Ogni tanto, in amore, la sofferenza cessa, ma per riprendere in un modo diverso. Piangiamo vedendo che colei che amiamo non ha più per noi gli slanci di simpatia, le amorose profferte dei primi tempi, e ancor più soffriamo se, avendoli perduti con noi, li ritrova con qualcun altro; poi, a distoglierci da questa sofferenza subentra un male nuovo e più atroce, il sospetto che lei ci abbia mentito riguardo alla serata del giorno prima, durante la quale ci ha probabilmente traditi; anche questo sospetto si dissolve, la gentilezza dimostrataci dalla nostra amica ci tranquillizza; ma, a questo punto, una frase dimenticata ci ritorna alla mente: qualcuno ci ha parlato della sua ardente inclinazione al piacere e noi non ne abbiamo conosciuto che la calma; cerchiamo di rappresentarci quali siano state, con altri, le sue frenesie, ci rendiamo conto d’essere ben poco per lei, notiamo la sua espressione di noia, di nostalgia, di tristezza mentre le parliamo, notiamo, come si noterebbe un cielo oscurato, la sua trascuratezza nel vestire quando è con noi, mentre riserva agli altri i vestiti con i quali, all’inizio, ci lusingava.

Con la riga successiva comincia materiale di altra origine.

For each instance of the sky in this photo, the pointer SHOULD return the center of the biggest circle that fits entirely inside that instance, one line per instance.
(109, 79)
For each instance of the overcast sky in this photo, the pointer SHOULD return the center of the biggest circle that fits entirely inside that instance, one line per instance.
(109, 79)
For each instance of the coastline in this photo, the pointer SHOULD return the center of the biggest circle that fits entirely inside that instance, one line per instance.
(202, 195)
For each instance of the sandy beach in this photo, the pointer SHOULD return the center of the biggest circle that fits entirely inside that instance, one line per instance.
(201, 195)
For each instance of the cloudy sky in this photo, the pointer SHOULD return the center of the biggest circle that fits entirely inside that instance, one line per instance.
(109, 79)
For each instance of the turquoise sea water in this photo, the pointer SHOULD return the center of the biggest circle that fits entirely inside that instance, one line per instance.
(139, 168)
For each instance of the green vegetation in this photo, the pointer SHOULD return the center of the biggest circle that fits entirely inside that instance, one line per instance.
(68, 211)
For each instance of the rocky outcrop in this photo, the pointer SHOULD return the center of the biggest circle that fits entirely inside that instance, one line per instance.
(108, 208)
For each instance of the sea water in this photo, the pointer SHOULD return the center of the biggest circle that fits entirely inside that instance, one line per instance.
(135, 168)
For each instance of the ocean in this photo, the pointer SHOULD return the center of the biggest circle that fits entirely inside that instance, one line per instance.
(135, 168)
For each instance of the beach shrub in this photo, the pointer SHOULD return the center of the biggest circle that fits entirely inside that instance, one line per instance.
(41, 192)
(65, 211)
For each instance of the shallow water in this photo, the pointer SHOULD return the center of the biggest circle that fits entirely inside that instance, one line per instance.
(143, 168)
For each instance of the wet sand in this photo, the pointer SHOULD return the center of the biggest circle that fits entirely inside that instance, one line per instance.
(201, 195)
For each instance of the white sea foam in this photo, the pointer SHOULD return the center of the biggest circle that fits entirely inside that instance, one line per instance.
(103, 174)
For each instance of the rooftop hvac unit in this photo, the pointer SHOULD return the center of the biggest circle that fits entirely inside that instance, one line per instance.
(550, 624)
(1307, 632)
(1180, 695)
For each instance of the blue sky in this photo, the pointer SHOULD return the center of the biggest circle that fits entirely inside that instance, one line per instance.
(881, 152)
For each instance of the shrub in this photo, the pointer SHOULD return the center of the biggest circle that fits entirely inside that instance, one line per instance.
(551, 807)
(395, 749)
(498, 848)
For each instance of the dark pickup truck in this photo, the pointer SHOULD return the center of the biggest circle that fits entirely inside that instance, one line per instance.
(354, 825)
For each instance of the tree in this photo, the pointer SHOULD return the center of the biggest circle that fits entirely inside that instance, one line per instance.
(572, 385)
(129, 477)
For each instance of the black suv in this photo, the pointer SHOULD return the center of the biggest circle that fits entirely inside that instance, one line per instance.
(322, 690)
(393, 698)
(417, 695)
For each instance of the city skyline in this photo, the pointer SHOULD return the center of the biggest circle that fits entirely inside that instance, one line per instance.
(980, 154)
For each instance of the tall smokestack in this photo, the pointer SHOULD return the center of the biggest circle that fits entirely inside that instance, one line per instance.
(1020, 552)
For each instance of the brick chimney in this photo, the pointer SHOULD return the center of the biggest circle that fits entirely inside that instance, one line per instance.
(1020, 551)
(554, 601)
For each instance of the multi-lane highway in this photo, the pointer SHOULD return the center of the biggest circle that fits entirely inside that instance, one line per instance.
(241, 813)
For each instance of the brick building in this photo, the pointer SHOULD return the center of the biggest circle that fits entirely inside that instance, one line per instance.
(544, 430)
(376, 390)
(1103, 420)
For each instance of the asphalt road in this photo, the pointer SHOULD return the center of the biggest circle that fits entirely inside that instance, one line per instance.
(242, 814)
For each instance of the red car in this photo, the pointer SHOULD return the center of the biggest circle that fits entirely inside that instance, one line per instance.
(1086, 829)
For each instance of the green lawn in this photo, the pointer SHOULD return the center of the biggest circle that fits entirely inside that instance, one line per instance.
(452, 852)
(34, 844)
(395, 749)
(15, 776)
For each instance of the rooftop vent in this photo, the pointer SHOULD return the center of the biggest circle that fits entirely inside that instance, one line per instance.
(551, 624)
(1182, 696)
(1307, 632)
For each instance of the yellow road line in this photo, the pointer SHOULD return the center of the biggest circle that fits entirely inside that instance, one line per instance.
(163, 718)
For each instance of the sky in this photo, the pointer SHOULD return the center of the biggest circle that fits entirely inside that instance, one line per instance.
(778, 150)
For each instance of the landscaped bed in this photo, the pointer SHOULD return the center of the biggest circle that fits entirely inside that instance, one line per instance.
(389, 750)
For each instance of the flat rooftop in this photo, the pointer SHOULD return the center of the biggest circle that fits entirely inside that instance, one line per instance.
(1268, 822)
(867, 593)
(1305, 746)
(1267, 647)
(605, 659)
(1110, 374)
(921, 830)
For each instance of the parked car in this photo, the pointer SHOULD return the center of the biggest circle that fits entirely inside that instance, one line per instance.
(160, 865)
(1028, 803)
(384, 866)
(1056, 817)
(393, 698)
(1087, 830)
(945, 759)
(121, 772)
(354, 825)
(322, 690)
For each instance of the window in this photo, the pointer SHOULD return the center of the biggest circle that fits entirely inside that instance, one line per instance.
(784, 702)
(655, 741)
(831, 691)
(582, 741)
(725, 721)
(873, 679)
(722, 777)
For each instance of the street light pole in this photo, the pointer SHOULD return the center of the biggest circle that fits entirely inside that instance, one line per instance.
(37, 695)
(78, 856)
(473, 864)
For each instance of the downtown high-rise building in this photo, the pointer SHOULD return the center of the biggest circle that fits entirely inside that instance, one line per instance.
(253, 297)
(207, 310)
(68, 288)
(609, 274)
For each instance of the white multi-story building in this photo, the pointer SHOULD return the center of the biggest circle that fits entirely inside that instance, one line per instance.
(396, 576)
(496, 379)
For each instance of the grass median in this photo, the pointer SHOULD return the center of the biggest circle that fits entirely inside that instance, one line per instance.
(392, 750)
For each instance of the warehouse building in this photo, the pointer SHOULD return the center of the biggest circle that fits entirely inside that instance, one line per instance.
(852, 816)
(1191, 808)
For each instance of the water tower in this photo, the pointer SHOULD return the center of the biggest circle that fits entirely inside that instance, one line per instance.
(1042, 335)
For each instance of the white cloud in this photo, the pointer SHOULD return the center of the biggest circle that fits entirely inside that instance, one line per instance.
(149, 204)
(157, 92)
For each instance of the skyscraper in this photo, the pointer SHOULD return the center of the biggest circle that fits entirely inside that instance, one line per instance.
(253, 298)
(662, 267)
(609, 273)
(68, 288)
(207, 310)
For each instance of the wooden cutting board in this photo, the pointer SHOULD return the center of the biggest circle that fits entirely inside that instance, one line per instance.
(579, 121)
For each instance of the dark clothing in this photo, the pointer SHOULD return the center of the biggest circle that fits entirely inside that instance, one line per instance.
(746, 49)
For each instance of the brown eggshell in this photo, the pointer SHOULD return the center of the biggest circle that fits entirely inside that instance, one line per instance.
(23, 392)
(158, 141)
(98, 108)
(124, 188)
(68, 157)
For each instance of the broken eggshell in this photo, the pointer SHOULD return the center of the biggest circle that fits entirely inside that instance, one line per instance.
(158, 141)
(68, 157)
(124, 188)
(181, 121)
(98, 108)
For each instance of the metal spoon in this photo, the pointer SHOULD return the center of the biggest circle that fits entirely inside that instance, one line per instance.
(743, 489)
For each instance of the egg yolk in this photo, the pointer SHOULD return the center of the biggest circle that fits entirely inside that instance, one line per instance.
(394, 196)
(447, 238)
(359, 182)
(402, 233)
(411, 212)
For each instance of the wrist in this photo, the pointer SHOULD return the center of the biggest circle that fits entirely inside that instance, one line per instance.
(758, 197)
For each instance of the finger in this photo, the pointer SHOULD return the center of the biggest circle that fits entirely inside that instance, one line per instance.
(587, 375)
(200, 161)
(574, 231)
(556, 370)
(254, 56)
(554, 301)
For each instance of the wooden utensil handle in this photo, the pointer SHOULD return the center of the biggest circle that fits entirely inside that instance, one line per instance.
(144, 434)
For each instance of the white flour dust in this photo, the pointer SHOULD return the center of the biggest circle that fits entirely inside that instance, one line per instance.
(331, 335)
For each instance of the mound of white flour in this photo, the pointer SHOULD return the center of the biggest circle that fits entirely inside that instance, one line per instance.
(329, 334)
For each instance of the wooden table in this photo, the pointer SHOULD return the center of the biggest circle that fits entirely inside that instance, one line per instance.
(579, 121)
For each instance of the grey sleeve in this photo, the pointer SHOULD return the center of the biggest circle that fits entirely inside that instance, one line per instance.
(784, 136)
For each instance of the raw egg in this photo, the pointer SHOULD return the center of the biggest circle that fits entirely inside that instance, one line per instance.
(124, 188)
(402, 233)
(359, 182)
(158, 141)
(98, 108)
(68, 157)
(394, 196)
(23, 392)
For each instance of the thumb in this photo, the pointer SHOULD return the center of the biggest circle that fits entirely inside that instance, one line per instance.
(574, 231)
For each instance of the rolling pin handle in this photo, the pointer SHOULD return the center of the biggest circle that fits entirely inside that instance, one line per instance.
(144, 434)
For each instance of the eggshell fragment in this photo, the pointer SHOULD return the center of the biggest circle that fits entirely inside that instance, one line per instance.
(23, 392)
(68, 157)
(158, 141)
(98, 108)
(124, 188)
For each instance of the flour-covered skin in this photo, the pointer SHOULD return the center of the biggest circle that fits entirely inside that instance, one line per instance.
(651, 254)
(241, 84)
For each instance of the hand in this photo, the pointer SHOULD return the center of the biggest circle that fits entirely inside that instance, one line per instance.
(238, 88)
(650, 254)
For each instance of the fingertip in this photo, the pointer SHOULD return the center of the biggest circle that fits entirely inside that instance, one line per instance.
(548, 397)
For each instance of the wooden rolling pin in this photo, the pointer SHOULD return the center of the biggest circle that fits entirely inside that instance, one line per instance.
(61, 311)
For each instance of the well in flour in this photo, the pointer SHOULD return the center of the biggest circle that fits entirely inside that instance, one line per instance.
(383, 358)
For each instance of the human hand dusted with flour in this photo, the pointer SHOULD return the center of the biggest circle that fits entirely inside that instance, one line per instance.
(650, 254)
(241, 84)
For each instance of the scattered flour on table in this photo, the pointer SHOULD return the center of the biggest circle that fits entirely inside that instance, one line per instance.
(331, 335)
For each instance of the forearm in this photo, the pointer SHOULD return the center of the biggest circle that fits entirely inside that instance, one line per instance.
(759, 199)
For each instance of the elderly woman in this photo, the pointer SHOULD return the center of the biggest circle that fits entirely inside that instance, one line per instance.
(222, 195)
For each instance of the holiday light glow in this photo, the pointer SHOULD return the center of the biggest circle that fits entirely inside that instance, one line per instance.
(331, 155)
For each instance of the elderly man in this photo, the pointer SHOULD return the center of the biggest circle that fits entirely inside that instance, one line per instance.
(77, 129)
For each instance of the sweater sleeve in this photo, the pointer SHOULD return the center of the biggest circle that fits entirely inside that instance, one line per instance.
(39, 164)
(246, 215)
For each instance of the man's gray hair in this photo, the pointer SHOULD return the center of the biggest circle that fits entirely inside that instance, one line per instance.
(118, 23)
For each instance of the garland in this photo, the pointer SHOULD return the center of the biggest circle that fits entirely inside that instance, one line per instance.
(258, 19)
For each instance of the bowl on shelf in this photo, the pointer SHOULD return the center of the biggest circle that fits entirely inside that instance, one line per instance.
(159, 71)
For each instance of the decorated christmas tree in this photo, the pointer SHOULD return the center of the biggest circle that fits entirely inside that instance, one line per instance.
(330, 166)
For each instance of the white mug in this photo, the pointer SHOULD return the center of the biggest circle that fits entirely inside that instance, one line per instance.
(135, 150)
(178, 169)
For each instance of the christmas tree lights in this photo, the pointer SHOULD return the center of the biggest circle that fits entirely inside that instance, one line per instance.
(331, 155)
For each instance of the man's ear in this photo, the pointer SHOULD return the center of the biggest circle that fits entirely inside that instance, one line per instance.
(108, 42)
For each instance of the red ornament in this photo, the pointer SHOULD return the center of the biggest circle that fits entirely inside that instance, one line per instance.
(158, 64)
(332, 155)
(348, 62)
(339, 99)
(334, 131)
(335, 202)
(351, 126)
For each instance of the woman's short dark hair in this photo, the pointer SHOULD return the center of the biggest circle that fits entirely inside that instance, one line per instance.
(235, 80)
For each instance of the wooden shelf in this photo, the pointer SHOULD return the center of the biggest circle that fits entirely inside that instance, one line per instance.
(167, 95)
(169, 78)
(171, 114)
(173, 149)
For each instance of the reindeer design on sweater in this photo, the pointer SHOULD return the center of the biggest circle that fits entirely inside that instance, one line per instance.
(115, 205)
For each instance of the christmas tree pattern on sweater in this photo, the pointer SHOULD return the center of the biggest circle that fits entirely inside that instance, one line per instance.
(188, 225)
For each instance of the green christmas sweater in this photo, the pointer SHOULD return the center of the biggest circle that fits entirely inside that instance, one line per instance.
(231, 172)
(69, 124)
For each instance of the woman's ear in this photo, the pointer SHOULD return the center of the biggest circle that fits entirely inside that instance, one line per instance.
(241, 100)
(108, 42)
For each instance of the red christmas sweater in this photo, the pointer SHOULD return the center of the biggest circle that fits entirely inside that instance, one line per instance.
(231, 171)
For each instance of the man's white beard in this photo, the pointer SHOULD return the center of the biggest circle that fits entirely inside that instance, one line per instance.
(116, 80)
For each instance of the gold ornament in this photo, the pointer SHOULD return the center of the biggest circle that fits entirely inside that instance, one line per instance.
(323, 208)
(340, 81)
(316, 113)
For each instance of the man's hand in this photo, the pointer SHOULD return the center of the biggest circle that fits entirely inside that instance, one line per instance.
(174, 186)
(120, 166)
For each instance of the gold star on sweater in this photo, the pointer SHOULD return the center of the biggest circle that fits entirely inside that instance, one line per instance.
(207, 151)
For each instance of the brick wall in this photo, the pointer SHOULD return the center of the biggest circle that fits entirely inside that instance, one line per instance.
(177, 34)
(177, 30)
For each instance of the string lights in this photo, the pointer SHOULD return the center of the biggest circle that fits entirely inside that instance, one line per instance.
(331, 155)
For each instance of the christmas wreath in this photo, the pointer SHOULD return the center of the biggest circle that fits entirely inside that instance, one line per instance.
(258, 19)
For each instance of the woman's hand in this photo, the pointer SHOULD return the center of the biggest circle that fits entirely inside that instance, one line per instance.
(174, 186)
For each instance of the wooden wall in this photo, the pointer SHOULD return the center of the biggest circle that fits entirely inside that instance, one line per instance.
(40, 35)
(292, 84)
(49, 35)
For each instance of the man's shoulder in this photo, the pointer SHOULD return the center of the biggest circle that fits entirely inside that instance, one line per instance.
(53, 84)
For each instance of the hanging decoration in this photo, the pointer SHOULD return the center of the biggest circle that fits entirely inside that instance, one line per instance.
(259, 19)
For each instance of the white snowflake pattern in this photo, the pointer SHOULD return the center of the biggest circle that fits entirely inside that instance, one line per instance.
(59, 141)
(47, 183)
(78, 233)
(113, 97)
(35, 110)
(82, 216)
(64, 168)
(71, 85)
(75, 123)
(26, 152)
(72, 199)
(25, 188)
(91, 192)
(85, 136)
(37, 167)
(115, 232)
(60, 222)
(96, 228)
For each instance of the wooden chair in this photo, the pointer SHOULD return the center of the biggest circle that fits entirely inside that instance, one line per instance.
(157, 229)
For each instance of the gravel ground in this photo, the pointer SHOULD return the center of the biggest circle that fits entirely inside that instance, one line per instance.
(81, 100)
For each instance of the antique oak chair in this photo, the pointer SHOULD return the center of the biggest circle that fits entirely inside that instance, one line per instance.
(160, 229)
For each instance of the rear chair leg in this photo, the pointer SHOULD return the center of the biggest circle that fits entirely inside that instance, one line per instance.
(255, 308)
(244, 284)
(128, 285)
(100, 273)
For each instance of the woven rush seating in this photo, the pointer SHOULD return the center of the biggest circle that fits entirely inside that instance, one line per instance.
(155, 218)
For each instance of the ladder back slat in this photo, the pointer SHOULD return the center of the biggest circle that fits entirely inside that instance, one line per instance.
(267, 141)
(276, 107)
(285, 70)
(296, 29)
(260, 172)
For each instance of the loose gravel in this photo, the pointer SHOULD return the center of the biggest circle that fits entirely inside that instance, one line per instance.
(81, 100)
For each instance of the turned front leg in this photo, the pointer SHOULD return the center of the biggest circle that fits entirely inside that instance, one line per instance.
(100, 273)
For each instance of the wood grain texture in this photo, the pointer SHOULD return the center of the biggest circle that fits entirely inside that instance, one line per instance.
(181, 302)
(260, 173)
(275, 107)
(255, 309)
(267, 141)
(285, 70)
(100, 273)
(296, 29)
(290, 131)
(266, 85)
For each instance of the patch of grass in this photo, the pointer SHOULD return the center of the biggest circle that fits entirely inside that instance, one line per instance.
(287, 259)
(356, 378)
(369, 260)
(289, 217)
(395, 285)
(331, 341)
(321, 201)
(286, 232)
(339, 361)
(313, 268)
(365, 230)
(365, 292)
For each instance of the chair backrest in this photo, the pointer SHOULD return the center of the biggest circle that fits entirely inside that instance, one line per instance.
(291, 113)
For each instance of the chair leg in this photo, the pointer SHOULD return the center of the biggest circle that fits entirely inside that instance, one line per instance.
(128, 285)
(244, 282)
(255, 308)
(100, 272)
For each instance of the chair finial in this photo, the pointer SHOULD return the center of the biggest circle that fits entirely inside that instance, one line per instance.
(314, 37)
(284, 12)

Se lei, invece, è tenera, che gioia per un istante! ma, vedendo la sua piccola lingua far capolino tra le labbra come per un richiamo degli occhi, pensiamo a quelle cui esso veniva rivolto, e rivolto così di frequente che forse, anche quando Albertine era con me e non pensava affatto a loro, era rimasto in lei, a causa d’una troppo lunga abitudine, come un segnale involontario. Poi, siamo ripresi dalla sensazione di annoiarla. Ma questa sofferenza si riduce bruscamente a poca cosa al pensiero malefico di quanto della sua vita ci è ignoto, dei luoghi impossibili da conoscere in cui è stata, in cui forse ancora è nelle ore durante le quali non le stiamo accanto, se pure non sta progettando di andare definitivamente a viverci; luoghi dove lei è lontana da noi, libera di noi, più felice che con noi. Tali sono le girandole della gelosia.

M. Proust, La Prigioniera

Traduzione di G. Raboni per i Meridiani Mondadori

Gli ho detto di no, categoricamente

Le esigenze della nostra gelosia e l’accecamento della nostra credulità sono maggiori di quanto la donna che amiamo potesse mai supporre. Quando, spontaneamente, ci giura che un determinato uomo non è per lei niente più di un amico, restiamo sconvolti dalla rivelazione di qualcosa che non sospettavamo, e cioè che egli sia per lei un amico. Mentre ci racconta, per dimostrarci la sua sincerità, come, quello stesso pomeriggio, abbiano preso il tè insieme, a ogni parola che lei dice l’invisibile, l’insospettato prende forma davanti a noi. Ci confessa che lui le ha chiesto di diventare la sua amante, e noi patiamo il martirio al pensiero che lei abbia potuto ascoltare tali proposte. Le ha rifiutate, dice. Ma fra poco, ricordando il suo racconto, ci chiederemo se fra le diverse cose che ci ha dette non c’è il legame logico e necessario nel quale, più che nei fatti raccontati, consiste il segno della verità. E poi, le sue parole hanno avuto quel terribile tono di sdegno – “Gli ho detto di no, categoricamente” – che si ritrova in tutte le classi sociali quando una donna mente. Bisogna tuttavia ringraziarla d’aver rifiutato, incoraggiarla con la nostra bontà a farci ancora, in futuro, di queste confidenze così crudeli. Al massimo, le facciamo notare: “Ma se vi aveva già fatto delle proposte, perché avete acconsentito a prendere il tè con lui? – Perché non si offendesse, e non andasse in giro a dire che sono sgarbata”. E non osiamo ribatterle che forse, rifiutando, sarebbe stata più garbata con noi.